Congruent to this legal development were the expansion of parental responsibilities for men and the diminishing of those for women. It is now, for all intents and purposes, legal for a woman to terminate a pregnancy as well as, abandon, or give up for adoption a child without the consent of the father. Men, however, will get thrown in jail for not being able to write a check out to a woman who has no accountability as to how that money is spent simply because they are the mothers of the child (ren) of said man. This can happen even if the child is, in fact, not that of said man and said man can prove it.


Furthermore, in our society a fathers parental rights are based in most part on the good will of the mother. There are armies of social workers and lawyers on the government payroll who will assist her in taking the child out of his life if she so wishes.


Re-read the last three paragraphs above and let it sink in before reading further.


Ok, having done that, let’s draw our attention to an article written by the UK Daily Mail’s Leah Hardy entitled “Of Course Women Don’t Want a Male Pill- It Would End All of Those ‘Happy Accidents’”. This particular article enraged me more than any other commentary on the subject concerning a man’s right to seek control over his own fertility and future. In light of the fact that there have been millions of men jailed because they didn’t hold up to the state imposed responsibilities as parents the assertion that children for men are nothing more than “happy little accidents” I find abhorrent as any right thinking person should.

This article illustrates perfectly and unabashedly the REAL reason that so many women and woman’s advocacy groups demonstrate a fierce resistance to the male pill. That reason not being they are afraid that we will lie or forget, as if women never do those things, rather, it is the fear that we will actually use it.

Contrary to popular belief there is no evidence of any real long term or broad opposition to the female birth control pill after its introduction. The pill was, in spite of anything you might hear from feminists, handed to women on a silver platter and the development for the male equivalent was simply left in the doldrums. Just what will it take for men to assert control of their own reproductive processes?

A fight.

Yup, you heard me right! There are too many agencies and interests representing the female gender’s total control over reproduction for their not to be a fight over it. Whenever a woman says “you men have birth control it’s called a condom” or “keep it in your pants” or “just get a vasectomy” the response should be equivalent to the cynical and bigoted verbal spit in the face that that statement is. I would suggest this: “Shut your mouth and any other orifice on your body that causes trouble woman! Oh, and while you’re at it go make me a birth control sandwich.”

Men also need to get vocal as a group concerning the male birth control pill.

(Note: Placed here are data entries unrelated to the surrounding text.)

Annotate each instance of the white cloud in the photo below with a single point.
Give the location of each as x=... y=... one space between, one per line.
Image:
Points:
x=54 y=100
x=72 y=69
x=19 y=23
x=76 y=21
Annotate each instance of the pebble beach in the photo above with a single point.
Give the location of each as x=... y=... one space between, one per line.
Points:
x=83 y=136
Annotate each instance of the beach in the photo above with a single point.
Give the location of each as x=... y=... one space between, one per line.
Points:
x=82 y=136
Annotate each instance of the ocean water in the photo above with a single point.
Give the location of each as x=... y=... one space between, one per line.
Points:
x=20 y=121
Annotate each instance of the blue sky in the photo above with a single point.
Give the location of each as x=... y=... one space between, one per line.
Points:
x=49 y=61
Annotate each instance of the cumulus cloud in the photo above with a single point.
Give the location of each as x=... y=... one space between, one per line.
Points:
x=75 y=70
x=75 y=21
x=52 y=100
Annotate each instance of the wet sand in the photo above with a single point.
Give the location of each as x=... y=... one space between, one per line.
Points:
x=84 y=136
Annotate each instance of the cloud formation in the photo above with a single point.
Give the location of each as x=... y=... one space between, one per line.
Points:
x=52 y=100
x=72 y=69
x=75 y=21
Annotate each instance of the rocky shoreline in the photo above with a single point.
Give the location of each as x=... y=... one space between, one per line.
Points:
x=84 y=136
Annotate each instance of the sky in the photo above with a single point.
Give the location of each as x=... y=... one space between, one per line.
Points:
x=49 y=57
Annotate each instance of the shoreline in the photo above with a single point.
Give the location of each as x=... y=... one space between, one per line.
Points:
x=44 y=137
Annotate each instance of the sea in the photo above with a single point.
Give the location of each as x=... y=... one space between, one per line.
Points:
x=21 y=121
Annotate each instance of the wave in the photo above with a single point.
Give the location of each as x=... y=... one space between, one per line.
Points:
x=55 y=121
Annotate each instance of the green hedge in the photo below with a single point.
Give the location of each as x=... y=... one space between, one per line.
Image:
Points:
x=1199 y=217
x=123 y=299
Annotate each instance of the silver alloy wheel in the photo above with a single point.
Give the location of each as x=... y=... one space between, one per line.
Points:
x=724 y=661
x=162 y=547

Writing pharmaceutical companies and encouraging them to develop an internal male fertility control method is a good start. Most importantly though, we absolutely must wrestle the male fertility control debate out of the hands of women and take ownership of it.

This may sound extreme to exclude women, but they are free to support the idea if they want. They should not feel free to oppose it. The male pill is about men, not women, not children, not the government……MEN and MEN alone.

Gentlemen, let us get busy and start doing something about this.